# Timing Gear Eccentric Lobe Play



## McManusGTO (Dec 18, 2020)

HI All

I am installing a new fuel pump eccentric on the camshaft timing gear and there seems to be too much play. Please look at the pictures and if anyone could guide me if this is correct for my Pontiac.












































Thank you in advance.


----------



## Old Man Taylor (May 9, 2011)

There will be play on the outside piece. It should rotate.


----------



## McManusGTO (Dec 18, 2020)

Do you know what the tolerance should be between the outer shell of the eccentric and the block?


----------



## PontiacJim (Dec 29, 2012)

McManusGTO said:


> Do you know what the tolerance should be between the outer shell of the eccentric and the block?

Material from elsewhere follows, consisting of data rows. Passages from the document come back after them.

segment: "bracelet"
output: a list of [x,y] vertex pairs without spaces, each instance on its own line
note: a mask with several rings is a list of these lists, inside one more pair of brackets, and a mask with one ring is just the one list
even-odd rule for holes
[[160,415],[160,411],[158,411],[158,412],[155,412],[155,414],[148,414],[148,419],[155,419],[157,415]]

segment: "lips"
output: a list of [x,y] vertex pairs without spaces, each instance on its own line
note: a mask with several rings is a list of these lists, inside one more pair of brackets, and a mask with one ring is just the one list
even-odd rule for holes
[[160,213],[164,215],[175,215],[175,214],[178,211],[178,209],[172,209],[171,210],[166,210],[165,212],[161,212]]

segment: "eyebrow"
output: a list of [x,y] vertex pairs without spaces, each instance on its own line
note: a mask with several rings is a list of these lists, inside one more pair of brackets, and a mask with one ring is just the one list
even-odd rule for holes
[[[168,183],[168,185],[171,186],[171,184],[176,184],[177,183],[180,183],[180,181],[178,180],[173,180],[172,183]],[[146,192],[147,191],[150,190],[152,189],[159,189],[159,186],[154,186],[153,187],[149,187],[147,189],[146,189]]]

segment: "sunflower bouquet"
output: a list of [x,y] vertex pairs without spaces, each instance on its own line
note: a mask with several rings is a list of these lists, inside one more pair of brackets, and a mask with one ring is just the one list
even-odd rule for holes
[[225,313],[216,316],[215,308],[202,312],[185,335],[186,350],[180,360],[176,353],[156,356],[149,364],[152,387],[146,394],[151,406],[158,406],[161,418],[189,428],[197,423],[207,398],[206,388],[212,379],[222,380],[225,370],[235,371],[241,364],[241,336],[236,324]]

There is no tolerance. As pointed out by *OMT*, the outer ring has to be free to spin on the center ring which gets torqued down. The fuel pump arm sets on top of the outer ring. The arm is narrower then the ring, so no worry of it slipping off to the side.


----------



## McManusGTO (Dec 18, 2020)

Pontiac Jim,

*THANK YOU.*


----------



## McManusGTO (Dec 18, 2020)

Old Man Taylor said:


> There will be play on the outside piece. It should rotate.


OMT 
*THANK YOU!*


----------